Full proposal

Here is a slightly more in-depth perspective on what we're hoping to achieve, provided as informal background material. Consider the CFP and homepage authoritative regarding specific topics for paper submissions. 


This full-day Workshop focuses on new approaches to using structured data for improving Web search. Most Web documents and queries are about entities and the relationships between them, i.e., structured data with documented semantics. However, popular search engines (such as Google, Bing, Yahoo and Yandex) have historically ignored structured data, instead relying on techniques that model the document and queries as a bag of words.

Academic research has in the past approached the topic of ‘concept’ based searching both in order to improve recall (e.g., latent semantic indexing) and for disambiguation (e.g., use of word senses for disambiguating query intent). Specific verticals, such as medicine have made some progress in the area of improving document search by using knowledge bases about the topic of interest. Unfortunately, because of both the scale and range of topics covered on the web, little of this work has made its way into the major Web search engines.

Recent developments, most notably the dramatic increase in the use of structured data markup on web pages (through efforts such as Schema.org and Open Graph Protocol) and the easy availability of structured data from sources such as DBpedia and Freebase have lead to substantial interest from mainstream search engines. According to various estimates, up to 20% of web pages now contain some form of structured data markup, with most of the new markup created in the last two years.
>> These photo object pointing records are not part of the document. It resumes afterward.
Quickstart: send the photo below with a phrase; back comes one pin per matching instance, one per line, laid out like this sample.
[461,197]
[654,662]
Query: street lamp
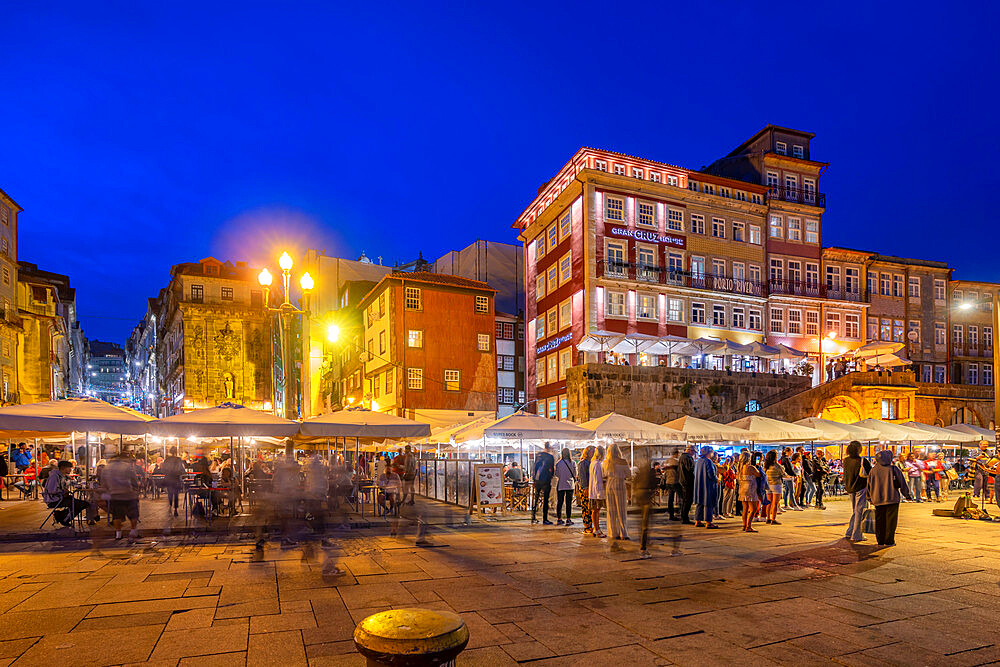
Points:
[285,311]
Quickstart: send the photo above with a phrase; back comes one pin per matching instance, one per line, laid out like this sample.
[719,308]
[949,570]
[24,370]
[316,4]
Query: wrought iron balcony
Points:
[797,195]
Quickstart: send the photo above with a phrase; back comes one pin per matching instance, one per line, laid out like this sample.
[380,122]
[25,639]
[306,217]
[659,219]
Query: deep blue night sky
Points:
[141,135]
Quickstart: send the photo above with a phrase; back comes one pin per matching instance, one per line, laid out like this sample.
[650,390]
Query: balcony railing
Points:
[721,283]
[798,195]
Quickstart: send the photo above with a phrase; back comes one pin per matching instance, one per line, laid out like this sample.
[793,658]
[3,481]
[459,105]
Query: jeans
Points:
[886,518]
[788,492]
[859,502]
[561,497]
[542,490]
[810,491]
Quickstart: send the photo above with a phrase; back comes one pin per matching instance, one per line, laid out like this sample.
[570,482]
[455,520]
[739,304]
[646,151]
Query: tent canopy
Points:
[621,427]
[73,414]
[361,423]
[226,420]
[835,431]
[701,430]
[765,429]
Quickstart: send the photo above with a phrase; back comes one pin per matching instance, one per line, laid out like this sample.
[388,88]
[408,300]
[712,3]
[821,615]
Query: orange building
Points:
[428,349]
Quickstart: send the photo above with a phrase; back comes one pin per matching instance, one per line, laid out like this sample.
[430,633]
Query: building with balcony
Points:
[213,338]
[428,348]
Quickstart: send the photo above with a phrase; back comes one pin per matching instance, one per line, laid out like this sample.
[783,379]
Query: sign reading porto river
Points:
[649,236]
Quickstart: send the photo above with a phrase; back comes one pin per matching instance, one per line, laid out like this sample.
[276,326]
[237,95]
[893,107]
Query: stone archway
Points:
[841,408]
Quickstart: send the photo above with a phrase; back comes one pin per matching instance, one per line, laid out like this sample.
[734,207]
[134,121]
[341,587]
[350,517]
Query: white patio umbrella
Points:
[765,429]
[941,433]
[836,432]
[702,430]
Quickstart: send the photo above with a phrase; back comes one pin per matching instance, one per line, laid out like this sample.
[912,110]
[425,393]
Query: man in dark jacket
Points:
[856,471]
[685,477]
[545,466]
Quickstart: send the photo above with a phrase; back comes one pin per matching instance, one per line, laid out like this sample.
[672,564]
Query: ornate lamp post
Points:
[285,312]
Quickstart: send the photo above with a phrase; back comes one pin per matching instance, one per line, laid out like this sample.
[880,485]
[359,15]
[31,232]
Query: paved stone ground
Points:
[790,594]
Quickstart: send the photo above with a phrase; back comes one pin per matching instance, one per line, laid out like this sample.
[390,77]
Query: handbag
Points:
[868,521]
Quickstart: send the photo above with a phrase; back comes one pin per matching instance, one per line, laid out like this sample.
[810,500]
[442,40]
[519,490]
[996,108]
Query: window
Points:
[565,361]
[939,290]
[565,314]
[646,214]
[794,229]
[566,268]
[812,322]
[812,231]
[675,220]
[616,304]
[777,320]
[718,228]
[739,317]
[697,313]
[718,315]
[647,307]
[412,301]
[565,227]
[795,321]
[675,309]
[777,229]
[738,228]
[697,223]
[415,338]
[614,208]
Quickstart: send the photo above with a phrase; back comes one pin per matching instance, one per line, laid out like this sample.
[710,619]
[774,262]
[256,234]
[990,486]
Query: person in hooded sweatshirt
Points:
[885,482]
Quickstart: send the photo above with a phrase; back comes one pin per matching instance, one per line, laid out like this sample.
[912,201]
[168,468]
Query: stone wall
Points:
[659,394]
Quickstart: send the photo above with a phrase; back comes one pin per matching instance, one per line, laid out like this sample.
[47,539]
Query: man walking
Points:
[685,478]
[545,466]
[856,471]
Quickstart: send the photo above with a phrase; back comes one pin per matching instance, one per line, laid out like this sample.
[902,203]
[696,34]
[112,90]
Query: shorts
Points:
[124,509]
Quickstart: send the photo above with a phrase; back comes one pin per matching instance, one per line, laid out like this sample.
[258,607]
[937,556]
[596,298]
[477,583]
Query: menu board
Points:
[488,479]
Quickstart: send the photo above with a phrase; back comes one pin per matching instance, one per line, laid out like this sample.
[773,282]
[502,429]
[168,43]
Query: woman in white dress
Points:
[596,490]
[616,471]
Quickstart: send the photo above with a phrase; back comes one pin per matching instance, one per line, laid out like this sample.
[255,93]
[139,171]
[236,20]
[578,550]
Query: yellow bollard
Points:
[403,637]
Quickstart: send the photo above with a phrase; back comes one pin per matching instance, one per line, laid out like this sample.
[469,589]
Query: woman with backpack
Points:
[565,480]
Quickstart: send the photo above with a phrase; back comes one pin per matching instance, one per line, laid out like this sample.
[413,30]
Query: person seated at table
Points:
[58,497]
[389,485]
[515,475]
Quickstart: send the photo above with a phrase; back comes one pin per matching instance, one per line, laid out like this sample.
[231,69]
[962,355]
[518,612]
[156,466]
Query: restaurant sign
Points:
[649,236]
[552,344]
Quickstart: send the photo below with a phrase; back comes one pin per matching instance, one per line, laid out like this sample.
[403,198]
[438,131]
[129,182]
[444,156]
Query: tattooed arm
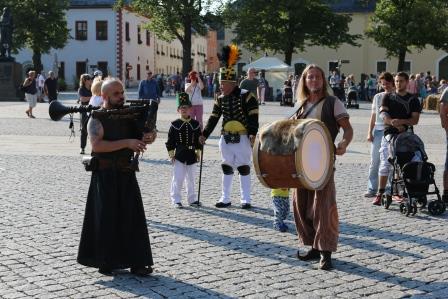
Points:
[99,145]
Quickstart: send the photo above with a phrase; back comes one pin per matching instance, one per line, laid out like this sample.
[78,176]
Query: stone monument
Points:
[10,71]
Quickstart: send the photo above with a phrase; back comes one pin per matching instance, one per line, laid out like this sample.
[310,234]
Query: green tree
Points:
[39,25]
[286,26]
[399,26]
[171,19]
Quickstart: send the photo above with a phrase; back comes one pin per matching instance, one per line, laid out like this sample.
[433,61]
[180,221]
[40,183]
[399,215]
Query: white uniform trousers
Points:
[236,155]
[183,172]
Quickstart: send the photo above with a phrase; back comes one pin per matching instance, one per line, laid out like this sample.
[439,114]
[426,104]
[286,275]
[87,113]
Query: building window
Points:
[81,30]
[61,70]
[148,38]
[128,71]
[138,72]
[101,30]
[407,67]
[102,66]
[139,35]
[128,36]
[81,68]
[381,66]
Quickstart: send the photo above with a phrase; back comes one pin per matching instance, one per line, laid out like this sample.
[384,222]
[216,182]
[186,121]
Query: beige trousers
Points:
[316,216]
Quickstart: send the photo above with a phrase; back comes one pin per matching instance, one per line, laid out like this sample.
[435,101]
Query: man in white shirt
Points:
[40,87]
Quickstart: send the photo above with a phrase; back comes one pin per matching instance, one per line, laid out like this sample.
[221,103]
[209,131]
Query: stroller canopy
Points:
[407,142]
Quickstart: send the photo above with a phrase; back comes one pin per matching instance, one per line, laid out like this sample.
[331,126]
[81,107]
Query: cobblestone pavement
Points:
[205,252]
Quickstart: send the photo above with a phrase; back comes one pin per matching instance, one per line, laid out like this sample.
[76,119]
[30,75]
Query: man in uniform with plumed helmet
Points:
[239,109]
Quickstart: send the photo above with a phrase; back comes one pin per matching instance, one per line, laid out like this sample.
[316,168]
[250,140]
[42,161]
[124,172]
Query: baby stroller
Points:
[351,98]
[412,176]
[287,96]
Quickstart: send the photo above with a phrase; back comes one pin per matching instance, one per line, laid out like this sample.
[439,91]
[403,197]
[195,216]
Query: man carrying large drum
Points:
[315,211]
However, we are still in the very early stages in the evolution of how search engines use this structured data. Most of the current work is focussed on searching databases of facts about entities and presenting them either alongside the search results, or on annotating search results with additional data. The core problems of utilizing knowledge about entities for improving the ranking of documents, helping set the user context, etc. are still largely unexplored territories.

While the use of structured data is still limited in Web search engines, active research in this direction can be observed in many communities. Most notably, there is a broad range of solutions proposed by IR, database, and Semantic Web researchers for exploiting structured data for various search tasks such as annotated document retrieval, vertical specific search (e.g., curriculum search, job search), relational search as well as complex question answering. The goal of this Workshop is to bring these communities together to focus on the central question of how to make these solutions applicable to Web search engines. The central theme of the workshop is to explore new and novel ways for exploiting explicit representations of the entities and the relationships between them to improve Web search. The focus will be presentations and discussion of new ideas on how structured data can be used in Web search, as opposed to presentations on improvements in performance of known applications of structured data in search.